By David M. Rowe
I recently had a customer, who also happens to be a part-time employee in our service department, who was in need of a quarter window for her Ford Focus. This customer is insured with the "Good Hands People" at Allstate Insurance Company. My shop is also an Allstate PRO DRP. You’d think there’d be no problem.
Wrong.
The customer contacted her insurance company, reported the loss and stated that she wanted the repairs done at my shop. She was informed that she had full glass coverage and could go ahead and set up the appointment. My customer no sooner hung up the phone, and we received a call from Lynx Glass Services regarding this claim.
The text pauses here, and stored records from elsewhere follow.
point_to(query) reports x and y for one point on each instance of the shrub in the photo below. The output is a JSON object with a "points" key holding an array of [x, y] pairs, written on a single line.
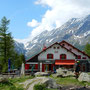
{"points": [[39, 87]]}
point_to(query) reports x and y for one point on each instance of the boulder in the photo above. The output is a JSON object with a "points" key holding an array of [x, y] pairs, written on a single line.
{"points": [[84, 77], [3, 79]]}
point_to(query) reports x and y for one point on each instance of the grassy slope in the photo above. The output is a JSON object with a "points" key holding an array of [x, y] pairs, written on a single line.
{"points": [[13, 84]]}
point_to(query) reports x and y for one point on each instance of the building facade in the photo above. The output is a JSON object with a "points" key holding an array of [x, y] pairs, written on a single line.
{"points": [[57, 55]]}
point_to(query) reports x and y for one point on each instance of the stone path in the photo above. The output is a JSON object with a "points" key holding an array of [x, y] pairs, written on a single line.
{"points": [[29, 84]]}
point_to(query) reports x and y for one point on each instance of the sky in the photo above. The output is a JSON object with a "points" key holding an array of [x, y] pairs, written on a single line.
{"points": [[28, 18]]}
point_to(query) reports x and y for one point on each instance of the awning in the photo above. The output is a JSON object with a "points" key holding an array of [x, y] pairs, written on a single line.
{"points": [[64, 62]]}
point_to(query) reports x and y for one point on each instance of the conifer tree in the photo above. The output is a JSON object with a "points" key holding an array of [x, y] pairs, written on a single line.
{"points": [[6, 44], [87, 49]]}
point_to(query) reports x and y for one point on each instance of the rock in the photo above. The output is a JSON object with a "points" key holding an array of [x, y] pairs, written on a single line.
{"points": [[50, 83], [84, 77]]}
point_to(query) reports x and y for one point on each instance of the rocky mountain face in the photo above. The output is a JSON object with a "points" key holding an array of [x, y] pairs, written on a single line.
{"points": [[76, 31]]}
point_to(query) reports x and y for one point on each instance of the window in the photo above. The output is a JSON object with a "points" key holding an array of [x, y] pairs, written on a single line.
{"points": [[63, 56], [49, 56]]}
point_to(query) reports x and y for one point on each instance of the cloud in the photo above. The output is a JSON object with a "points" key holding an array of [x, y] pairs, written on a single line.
{"points": [[58, 13], [33, 23]]}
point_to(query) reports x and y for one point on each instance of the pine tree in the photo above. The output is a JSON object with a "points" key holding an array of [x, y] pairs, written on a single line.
{"points": [[87, 49], [6, 44]]}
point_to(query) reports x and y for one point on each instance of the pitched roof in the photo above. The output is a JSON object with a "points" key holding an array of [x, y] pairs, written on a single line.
{"points": [[50, 47], [74, 48]]}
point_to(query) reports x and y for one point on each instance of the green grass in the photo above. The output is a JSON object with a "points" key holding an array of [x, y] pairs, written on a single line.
{"points": [[69, 81], [89, 73], [41, 87], [13, 84]]}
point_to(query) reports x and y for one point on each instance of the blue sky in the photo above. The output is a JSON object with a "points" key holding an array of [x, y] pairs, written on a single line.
{"points": [[31, 17], [20, 12]]}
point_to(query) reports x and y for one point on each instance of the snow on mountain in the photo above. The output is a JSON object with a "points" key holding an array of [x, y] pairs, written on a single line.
{"points": [[76, 31]]}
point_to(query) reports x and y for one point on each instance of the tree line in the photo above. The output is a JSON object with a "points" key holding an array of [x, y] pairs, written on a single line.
{"points": [[7, 49]]}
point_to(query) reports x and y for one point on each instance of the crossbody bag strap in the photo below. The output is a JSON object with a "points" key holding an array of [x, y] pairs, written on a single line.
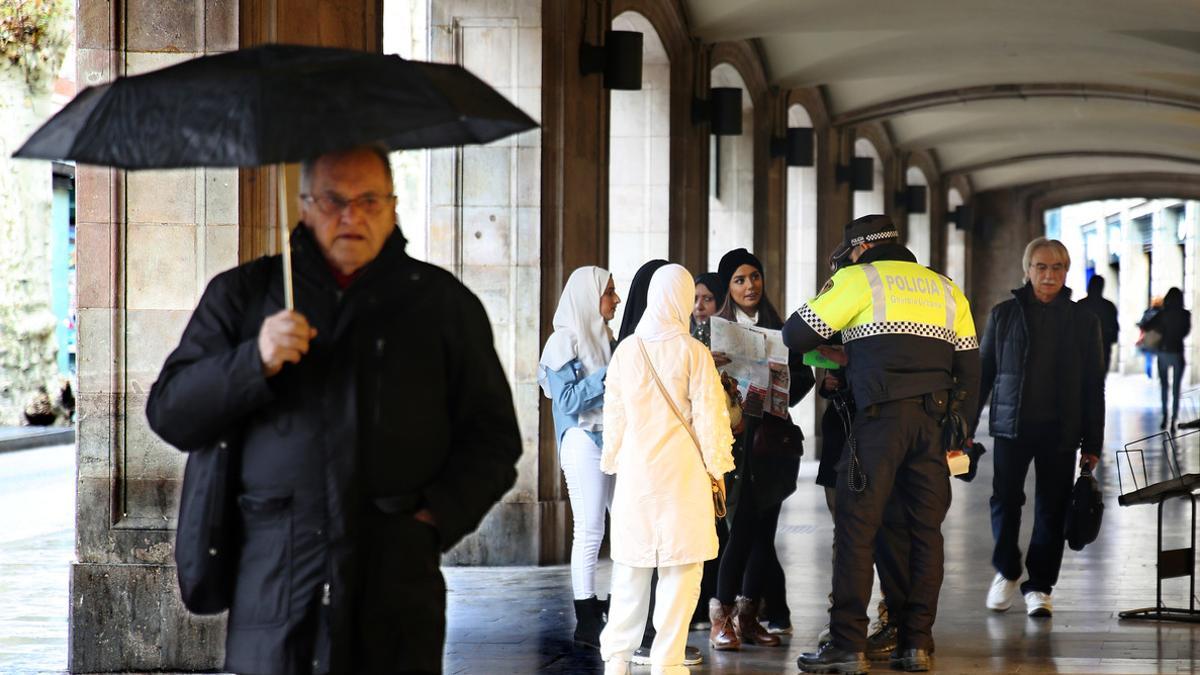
{"points": [[670, 400]]}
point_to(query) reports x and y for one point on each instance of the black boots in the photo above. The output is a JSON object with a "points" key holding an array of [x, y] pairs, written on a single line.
{"points": [[591, 615], [882, 643], [911, 661], [833, 659]]}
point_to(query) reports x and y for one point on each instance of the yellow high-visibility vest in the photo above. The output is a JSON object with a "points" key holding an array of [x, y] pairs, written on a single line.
{"points": [[892, 298]]}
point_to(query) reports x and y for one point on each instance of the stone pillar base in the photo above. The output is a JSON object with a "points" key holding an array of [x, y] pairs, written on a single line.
{"points": [[513, 533], [130, 617]]}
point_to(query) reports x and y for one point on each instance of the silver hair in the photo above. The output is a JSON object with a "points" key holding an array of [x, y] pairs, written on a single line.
{"points": [[1055, 245], [309, 166]]}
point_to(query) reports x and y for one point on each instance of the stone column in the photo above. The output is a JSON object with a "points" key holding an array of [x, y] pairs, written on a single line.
{"points": [[148, 243], [485, 226]]}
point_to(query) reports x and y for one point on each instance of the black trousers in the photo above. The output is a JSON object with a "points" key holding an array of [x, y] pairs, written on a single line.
{"points": [[900, 451], [1055, 473], [749, 565], [891, 553]]}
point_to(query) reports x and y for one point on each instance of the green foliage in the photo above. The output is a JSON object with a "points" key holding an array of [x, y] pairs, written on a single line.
{"points": [[34, 37]]}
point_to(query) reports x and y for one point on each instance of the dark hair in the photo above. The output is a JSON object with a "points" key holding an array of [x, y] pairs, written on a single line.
{"points": [[1174, 298]]}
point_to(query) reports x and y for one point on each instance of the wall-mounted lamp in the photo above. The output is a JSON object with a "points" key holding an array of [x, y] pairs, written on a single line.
{"points": [[723, 111], [961, 217], [619, 59], [859, 174], [796, 147], [913, 198]]}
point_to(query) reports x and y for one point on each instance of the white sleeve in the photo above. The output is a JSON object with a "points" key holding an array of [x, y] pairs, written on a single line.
{"points": [[711, 417]]}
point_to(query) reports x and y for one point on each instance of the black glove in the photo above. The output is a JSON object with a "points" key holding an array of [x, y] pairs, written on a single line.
{"points": [[975, 452]]}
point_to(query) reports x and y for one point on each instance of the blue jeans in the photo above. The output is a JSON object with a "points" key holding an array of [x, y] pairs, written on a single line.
{"points": [[1055, 473], [1170, 362]]}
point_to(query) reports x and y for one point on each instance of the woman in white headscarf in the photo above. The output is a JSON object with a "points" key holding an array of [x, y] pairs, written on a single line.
{"points": [[571, 374], [663, 512]]}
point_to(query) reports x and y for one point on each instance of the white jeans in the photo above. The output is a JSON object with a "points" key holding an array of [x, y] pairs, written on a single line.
{"points": [[591, 494], [675, 603]]}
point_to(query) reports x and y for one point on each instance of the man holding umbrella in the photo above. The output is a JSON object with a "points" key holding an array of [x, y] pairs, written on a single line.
{"points": [[376, 426], [343, 434]]}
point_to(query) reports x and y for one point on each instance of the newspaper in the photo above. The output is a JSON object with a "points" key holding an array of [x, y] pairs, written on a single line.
{"points": [[759, 363]]}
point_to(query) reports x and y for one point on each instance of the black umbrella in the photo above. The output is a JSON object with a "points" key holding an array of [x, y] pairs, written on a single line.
{"points": [[273, 105]]}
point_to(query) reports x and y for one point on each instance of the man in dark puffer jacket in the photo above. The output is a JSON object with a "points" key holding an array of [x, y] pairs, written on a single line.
{"points": [[1043, 366]]}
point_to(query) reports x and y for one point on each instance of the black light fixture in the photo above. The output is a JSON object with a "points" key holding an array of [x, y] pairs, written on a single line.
{"points": [[619, 59], [723, 111], [796, 147], [859, 174], [961, 216], [913, 198]]}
From that point on, everything went downhill.
According to my phone conversation with the not-so-polite CSR at Lynx, we could replace the window only after agreeing to accept their Allstate rates. I was informed that I’d have to give a 59 percent discount off NAGS list price of the window, $39 flat labor and $21 for the kit. Typically in our market, this is an unheard-of discount on tempered glass.
Upon informing the CSR at Lynx about this, I was abruptly informed that she wouldn’t discuss any rates and that I had to accept this or not do the repair. At that point, I had to ask myself, "What happened to the customer’s right to have the car repaired at the shop of his choice? What happened to the shop’s right to a reasonable profit for a repair?"
Upon further investigation, I couldn’t even purchase this particular window for anything close to what Lynx said they’d authorize.
I ask everyone in our industry, "What’s happened with replacement of auto glass? Why are the prices so screwed-up? How did Lynx and SGC Glass get to be the ‘Big Dogs’ of the auto glass business?"
After two days of major negotiating, I received authorization for the cost of the glass with no markup.
Some victory for me, wasn’t it? Regardless, it still counts.
If I hadn’t been persistent in requesting the price increase, I would’ve lost about $300. Because they wouldn’t take my word on it, Lynx asked me to provide a proof of purchase. (Sounds like something off a cereal box, doesn’t it?) So, even though I’m not legally obligated to do this, I faxed them a copy of my paid receipt from Triumph Auto Glass. About an hour later, I received another call from Lynx. The CSR informed me that they wouldn’t authorize the additional money because I "sublet" the repair to Triumph. I promptly informed this person that Triumph dropped off the glass and that my techs installed the window. The CSR said that this was impossible because Triumph is an installer and doesn’t sell glass.
This initiated another discussion, during which I told Lynx that I have glass dropped off by Triumph at my shop every day, and I suggested that she contact my supplier to verify the facts. The following day, I received a call back from Lynx (again), stating they’d verified my information and would fax me the additional authorization paperwork.
Persistence in negotiating and providing proper supporting documentation — meaning parts invoices, sublet repair invoices, itemized bills, etc. — is necessary if you expect to get paid.
I’d like all who find themselves in a similar position to present this comment to the proper people. "These charges are REASONABLE AND CUSTOMARY within our market."
This is how we deal with tough adjusters in my shop, and I’m considering adding this statement to the disclaimers on our estimates and repair orders.
How many times have you seen this in the explanation of benefits on a health insurance claim? What’s good for the goose is good for the gander. It’s time that we give the insurance industry a taste of their own medicine — but be prepared to back up what you state with the proper documentation. That’s how I won my minor victory this week.
But trust me, the battle continues.
Writer David M. Rowe is the body shop manager at Johnson Ford Inc. in Kingston, N.Y.